Die Wortmeldungen signalisierten den Anlegern nicht nur, dass es etwas ungemütlich werden wird. Sie zeigten ihnen auch, dass Trump anders als während seiner ersten Amtszeit, als er auf Börsen reagierte, diesmal entschlossener ist, seine protektionistische Handelspolitik fortzusetzen. Alle Aufschübe, die er bisher gewährt hat, enden am 2. April. Das ist der Tag, an dem er sogenannte reziproke Zölle gegen alle Handelspartner verhängen will, neben den Zöllen, die er ausgesetzt hat und andere Zölle auf spezielle Güter, die er immer mal wieder in Gespräch bringt.
Ökonomen, ob links oder rechts, sind sich selten so einig wie in dieser Frage: Zölle und Handelskonflikte schaden. Die Universität Chicago Booth befragt regelmäßig ein Panel führender Ökonomen des Landes.

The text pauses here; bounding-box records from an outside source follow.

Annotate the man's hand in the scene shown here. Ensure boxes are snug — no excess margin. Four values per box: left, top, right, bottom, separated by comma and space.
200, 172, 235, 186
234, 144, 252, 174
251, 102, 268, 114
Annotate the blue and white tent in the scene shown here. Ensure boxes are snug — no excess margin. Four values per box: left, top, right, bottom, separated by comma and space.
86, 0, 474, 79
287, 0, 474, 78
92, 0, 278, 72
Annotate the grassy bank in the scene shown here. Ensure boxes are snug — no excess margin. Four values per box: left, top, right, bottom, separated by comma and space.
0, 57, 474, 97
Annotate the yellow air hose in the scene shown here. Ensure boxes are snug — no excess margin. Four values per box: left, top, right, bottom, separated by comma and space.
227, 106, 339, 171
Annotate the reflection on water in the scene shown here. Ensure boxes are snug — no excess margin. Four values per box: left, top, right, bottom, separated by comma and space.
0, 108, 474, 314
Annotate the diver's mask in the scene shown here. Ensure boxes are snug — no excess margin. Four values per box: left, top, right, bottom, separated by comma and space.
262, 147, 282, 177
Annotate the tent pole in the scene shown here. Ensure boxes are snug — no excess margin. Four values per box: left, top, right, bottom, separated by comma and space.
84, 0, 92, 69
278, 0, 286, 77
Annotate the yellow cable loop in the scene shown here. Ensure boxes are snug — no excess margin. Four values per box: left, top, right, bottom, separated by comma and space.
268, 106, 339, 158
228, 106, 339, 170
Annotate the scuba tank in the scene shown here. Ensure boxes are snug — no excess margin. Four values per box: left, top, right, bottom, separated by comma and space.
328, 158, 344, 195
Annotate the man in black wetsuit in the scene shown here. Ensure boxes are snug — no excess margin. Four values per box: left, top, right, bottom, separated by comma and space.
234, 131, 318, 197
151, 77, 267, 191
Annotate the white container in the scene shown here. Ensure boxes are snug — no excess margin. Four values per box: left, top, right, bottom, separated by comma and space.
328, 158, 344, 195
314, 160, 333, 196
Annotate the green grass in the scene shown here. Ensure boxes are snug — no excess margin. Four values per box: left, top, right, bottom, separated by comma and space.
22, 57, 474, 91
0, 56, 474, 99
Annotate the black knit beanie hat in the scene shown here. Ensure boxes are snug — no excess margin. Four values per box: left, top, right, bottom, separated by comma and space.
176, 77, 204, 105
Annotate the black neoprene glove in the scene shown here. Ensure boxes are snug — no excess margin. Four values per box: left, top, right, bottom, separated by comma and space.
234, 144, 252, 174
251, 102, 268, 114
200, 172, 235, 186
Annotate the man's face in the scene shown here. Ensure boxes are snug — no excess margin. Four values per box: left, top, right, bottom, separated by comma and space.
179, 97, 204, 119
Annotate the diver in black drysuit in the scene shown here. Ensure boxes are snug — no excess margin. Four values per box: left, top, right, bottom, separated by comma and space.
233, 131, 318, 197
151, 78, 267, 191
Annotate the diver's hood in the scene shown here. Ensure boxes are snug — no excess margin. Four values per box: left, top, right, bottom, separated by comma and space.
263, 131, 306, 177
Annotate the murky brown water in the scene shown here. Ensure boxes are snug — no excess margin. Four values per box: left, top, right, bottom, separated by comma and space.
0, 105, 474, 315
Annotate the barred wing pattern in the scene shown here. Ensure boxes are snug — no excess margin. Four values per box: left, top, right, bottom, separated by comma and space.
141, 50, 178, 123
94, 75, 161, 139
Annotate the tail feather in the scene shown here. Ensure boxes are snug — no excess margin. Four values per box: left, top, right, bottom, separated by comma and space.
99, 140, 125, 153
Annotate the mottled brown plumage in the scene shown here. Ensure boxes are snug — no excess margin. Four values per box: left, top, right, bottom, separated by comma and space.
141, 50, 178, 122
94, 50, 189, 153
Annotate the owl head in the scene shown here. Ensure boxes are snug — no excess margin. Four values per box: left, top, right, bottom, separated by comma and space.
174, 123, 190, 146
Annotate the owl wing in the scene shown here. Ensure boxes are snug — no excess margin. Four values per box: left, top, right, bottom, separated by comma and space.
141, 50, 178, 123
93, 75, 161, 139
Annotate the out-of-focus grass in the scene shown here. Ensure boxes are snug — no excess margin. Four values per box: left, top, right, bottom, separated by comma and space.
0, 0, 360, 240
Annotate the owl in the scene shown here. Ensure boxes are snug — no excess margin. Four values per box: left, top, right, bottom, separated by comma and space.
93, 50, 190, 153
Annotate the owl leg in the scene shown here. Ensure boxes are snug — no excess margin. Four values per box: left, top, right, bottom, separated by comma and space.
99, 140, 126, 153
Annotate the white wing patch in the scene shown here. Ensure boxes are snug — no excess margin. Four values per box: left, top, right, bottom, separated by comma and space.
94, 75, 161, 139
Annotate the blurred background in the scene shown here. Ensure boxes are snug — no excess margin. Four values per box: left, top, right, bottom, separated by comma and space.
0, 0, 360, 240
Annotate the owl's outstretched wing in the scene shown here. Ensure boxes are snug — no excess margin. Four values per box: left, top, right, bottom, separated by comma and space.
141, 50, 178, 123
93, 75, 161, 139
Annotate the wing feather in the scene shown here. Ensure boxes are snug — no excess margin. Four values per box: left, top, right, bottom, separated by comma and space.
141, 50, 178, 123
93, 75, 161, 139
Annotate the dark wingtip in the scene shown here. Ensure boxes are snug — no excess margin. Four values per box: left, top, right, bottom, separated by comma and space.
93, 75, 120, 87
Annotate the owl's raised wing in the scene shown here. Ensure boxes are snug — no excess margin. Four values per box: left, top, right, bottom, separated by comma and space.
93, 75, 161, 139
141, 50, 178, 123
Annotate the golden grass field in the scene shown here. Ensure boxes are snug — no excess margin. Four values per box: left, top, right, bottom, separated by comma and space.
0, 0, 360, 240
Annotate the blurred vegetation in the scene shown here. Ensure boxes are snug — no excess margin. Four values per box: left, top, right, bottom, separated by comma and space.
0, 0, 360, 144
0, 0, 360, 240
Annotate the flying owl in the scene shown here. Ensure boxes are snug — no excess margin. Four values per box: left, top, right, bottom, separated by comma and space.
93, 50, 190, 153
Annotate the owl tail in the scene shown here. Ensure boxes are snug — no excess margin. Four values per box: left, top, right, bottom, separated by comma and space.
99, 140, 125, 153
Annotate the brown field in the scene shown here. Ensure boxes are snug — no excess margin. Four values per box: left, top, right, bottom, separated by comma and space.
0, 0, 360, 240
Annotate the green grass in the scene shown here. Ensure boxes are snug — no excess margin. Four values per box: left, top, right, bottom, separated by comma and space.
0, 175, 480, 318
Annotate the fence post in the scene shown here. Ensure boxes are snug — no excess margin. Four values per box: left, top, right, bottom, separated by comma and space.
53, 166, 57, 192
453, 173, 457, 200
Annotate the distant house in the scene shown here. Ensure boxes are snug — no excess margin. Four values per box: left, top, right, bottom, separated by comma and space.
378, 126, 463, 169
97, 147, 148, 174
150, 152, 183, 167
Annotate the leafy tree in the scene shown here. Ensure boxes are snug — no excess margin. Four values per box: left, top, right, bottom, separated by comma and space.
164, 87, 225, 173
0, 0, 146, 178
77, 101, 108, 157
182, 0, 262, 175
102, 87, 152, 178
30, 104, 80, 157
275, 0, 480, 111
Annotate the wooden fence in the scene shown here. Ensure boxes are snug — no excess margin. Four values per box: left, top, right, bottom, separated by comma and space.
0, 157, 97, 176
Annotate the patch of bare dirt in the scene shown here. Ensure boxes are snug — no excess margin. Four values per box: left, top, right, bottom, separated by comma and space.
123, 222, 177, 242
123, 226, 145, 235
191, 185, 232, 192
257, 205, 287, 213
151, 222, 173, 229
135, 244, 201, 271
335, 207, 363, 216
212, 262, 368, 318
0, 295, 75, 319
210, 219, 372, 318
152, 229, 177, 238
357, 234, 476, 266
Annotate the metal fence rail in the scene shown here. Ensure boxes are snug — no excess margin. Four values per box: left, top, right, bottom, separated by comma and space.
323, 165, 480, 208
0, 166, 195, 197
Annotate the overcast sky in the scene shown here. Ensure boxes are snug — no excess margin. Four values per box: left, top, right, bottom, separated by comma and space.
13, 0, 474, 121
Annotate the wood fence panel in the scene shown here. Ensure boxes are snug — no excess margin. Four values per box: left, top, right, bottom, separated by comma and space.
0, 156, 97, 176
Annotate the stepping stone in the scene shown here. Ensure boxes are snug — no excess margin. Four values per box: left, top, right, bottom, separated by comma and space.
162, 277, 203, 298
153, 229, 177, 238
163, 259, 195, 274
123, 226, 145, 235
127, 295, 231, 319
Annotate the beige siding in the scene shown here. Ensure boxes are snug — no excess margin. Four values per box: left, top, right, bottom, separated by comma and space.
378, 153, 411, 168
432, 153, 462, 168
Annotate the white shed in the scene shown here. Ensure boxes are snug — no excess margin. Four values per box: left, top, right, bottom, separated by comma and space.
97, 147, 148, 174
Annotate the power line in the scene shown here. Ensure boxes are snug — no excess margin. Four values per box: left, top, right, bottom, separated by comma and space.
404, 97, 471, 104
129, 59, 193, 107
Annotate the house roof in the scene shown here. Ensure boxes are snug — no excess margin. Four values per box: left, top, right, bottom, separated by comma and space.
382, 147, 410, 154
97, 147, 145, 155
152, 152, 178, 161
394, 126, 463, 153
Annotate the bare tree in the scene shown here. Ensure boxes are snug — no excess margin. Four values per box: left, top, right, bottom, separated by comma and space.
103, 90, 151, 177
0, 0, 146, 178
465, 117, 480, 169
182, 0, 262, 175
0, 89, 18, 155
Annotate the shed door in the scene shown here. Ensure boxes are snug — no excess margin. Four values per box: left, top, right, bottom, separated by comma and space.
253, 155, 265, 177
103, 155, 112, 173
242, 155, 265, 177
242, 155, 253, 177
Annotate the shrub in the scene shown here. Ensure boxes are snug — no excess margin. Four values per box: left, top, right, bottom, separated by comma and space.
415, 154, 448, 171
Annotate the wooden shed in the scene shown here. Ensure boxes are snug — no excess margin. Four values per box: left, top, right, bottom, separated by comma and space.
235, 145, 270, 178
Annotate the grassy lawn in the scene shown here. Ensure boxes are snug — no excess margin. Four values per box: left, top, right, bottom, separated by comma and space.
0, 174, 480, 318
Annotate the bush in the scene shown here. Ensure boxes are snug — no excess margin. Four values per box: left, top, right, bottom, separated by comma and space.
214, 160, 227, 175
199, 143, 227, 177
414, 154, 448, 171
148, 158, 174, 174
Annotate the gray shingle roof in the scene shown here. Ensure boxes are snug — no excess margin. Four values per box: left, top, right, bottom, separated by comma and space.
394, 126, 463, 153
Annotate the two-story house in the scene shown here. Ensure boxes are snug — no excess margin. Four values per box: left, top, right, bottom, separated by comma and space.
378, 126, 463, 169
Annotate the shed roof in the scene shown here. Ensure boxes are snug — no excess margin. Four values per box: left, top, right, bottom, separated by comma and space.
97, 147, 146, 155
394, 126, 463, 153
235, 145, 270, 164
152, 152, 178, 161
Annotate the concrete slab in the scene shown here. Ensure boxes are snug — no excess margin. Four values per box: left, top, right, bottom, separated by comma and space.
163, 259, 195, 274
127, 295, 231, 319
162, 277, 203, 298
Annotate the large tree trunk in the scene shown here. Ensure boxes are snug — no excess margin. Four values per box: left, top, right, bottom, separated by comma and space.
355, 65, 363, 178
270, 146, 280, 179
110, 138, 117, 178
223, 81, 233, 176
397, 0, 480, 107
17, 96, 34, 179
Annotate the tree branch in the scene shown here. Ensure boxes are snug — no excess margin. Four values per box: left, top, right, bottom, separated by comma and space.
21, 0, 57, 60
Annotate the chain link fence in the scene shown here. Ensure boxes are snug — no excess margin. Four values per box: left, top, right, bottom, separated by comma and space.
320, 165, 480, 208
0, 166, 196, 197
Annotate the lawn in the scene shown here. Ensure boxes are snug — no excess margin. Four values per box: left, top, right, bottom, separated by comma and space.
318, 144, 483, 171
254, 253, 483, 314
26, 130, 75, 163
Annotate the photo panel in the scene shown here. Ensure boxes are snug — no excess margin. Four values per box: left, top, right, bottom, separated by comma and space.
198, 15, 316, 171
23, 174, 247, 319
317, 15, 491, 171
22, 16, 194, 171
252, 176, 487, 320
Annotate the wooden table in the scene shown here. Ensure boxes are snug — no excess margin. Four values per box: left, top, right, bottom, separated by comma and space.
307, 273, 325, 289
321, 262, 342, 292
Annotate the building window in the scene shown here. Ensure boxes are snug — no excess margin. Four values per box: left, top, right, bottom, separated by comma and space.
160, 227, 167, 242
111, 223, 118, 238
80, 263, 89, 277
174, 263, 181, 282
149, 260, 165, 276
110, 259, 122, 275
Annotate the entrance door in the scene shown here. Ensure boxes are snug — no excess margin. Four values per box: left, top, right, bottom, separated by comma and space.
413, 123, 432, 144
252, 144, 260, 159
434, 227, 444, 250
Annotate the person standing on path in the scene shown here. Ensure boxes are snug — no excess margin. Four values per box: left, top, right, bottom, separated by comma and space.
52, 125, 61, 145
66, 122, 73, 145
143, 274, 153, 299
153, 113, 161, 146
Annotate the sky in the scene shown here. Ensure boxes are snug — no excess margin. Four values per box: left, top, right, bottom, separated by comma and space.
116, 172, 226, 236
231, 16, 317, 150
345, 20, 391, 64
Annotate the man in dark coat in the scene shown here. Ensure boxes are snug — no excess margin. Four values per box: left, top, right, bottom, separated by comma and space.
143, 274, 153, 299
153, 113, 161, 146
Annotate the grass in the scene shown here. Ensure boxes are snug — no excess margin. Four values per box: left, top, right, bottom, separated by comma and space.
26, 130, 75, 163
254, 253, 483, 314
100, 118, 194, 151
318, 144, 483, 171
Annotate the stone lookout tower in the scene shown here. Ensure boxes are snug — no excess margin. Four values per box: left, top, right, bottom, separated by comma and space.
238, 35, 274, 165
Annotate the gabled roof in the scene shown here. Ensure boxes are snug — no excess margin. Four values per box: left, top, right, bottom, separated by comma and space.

In der jüngsten Umfrage waren mehr als 75 Prozent der Experten der Ansicht, dass Zölle und Handelskriege in den kommenden fünf Jahren zu einem messbar langsameren globalen Wachstum führen würden. Die Anleger an der Börse sehen das ähnlich, weshalb jedes Mal, wenn Trump mit neuen Zöllen drohte, die Kurse nachgaben, während sie sich erholten, wenn der Präsident Handelspartnern Zugeständnisse machte. Man kann die Volatilität der Börsen als Kurzatmigkeit deuten oder als Ergebnis der Konzeptlosigkeit der Trump-Regierung. Hätte Trump einen glaubwürdigen Plan präsentiert, bei dem kurzfristiger Schaden durch langfristige Erfolge mehr als kompensiert wird, dann wären die Aktienkurse gestiegen und nicht abgestürzt, schreibt Harvard-Ökonom Jason Furman auf X.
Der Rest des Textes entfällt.